After twenty-plus years since the initial Israel-Palestine peace talks, Rashid Masharawi’s (“Haifa,” “Laila’s Birthday“) 1998 film “Tension” is an apt reminder that war is not all blood and gore. The short film peels back the thin veil of Israeli occupation to expose repressed agitation, sewing together a seamless montage of the Palestinian subconscious. In a tour of Gaza, the West Bank, and Jerusalem, Masharawi tightly weaves together a patchwork spread of poverty and violence against the disillusioned backdrop of “peace.”
“Tension” collapses twenty-four hours into twenty-four minutes. It records the everyday lives of civilians within the region amidst the 1996-1999 tit-for-tat between the Palestine Liberation Organization and the State of Israel. The film opens with a long shot of Palestinian workers marching towards the border gates at dawn. Traditional folk music tempts the viewer into the lull of the everyday: hopeful workers clamber into buses; marketmen peddle their goods; old men watch passerby from their stools. The same characters repeatedly show in each city, reinforcing the rhythm of the ordinary…
However, it is precisely the mundane that is the most jarring. Neatly tucked into scenes of peaceful life are vivid suggestions of disparity. Children play out execution scenes in refugee camps; families romp around in sewer water; military men casually shoot down bawdy civilians. Gunfire interrupts the hypnotic cadence, inviting screeching metals, cars, and voices to creep into the score. The selective ambiance is a powerful indication that true peace cannot survive in a region of constant surveillance.

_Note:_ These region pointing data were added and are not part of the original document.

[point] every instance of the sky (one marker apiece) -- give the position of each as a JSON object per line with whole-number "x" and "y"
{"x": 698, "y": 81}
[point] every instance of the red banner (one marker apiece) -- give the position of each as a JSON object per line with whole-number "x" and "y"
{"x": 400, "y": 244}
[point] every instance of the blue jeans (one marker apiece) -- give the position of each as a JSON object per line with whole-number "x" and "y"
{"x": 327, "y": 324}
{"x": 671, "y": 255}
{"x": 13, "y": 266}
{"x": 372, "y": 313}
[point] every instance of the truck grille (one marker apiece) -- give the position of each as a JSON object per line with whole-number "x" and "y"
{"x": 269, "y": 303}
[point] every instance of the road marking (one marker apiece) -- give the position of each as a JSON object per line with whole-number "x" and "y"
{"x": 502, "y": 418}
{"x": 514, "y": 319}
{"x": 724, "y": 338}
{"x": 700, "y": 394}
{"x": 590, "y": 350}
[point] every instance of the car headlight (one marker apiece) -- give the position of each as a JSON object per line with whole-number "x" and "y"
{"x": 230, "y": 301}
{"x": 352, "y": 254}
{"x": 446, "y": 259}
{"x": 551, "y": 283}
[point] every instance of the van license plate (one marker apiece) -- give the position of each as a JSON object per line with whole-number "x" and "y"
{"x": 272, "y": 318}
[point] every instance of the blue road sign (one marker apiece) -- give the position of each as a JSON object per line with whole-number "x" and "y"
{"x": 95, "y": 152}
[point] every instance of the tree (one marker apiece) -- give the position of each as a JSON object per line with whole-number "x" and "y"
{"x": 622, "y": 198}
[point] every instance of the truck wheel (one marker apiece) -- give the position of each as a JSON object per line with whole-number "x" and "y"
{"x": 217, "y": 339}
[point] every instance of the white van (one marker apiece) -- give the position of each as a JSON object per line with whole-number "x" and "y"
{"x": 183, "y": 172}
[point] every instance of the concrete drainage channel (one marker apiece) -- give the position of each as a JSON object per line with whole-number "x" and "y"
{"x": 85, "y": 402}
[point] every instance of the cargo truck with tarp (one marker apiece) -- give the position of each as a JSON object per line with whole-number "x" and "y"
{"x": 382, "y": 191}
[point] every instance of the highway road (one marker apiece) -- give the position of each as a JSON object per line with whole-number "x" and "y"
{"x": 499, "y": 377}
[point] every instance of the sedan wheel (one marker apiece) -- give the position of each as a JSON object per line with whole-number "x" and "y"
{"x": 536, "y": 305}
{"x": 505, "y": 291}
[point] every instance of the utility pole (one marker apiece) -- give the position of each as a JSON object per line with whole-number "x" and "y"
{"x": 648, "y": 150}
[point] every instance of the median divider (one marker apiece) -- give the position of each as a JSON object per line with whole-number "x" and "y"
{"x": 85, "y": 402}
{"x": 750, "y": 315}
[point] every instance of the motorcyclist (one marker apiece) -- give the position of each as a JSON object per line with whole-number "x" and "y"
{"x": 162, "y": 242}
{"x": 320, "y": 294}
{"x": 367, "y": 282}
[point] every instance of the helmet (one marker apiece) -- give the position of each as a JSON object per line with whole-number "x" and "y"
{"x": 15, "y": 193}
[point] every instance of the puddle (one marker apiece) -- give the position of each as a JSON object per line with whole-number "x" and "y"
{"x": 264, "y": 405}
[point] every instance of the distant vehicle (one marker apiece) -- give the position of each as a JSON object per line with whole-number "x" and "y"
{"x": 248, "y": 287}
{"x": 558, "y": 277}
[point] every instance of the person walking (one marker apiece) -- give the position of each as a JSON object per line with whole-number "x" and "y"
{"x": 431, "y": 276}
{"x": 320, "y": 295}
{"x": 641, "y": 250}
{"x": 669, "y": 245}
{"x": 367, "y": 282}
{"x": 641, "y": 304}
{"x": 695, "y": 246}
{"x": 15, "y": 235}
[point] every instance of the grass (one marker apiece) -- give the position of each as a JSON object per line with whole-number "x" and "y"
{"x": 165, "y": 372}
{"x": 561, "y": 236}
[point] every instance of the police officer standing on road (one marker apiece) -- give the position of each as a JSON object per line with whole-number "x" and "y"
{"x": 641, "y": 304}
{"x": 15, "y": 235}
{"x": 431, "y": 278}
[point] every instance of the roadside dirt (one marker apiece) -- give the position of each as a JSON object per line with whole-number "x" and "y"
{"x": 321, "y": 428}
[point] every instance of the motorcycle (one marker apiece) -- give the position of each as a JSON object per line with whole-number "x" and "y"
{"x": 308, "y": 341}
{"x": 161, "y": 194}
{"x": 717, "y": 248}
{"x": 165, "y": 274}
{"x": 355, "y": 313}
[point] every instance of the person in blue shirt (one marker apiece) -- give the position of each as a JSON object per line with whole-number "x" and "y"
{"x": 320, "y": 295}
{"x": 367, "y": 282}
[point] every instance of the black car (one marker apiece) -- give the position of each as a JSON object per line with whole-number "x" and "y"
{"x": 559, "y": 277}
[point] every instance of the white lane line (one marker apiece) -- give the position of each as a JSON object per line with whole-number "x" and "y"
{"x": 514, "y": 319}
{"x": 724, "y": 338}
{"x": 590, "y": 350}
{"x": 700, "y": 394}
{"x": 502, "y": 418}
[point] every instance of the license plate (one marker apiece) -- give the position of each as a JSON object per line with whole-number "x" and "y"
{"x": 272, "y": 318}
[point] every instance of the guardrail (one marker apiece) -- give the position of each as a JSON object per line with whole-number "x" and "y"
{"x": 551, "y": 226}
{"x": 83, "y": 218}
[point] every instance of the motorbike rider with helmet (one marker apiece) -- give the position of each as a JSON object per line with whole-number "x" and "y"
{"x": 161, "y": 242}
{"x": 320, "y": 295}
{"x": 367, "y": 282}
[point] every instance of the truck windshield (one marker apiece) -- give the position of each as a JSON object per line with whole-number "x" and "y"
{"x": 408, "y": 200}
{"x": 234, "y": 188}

Masharawi’s short grapples with raw documentary and arthouse tendencies. Perhaps most striking is its struggle with open clarity. In a film peppered with Israeli military investigations and impositions, the camera lingers upon the unnamed faces of Palestinians. The close-ups grow so overwhelming that they even muffle the truth. At one Israeli checkpoint, the camera keeps to the faces of worried women passengers on a bus. By doing so, the film just barely cuts out the main event – the blurred form of an ejected passenger forced out of the bus by soldiers. Masharawi reminds the viewer that the documentary is not an open book; it is still an edited sliver of reality.
As a grassroots reply to the politicians above, “Tension” – like many documentaries – is a product of its time. Nonetheless, its underlying distress call is more relevant than ever. The politics of peace are far more removed from home than the everyday realities of war – or at least, so suggests “Tension.”
“Tension” has previously been shown in Yamagata International Documentary Fest, documenta11, and in the Sharjah Art Foundation.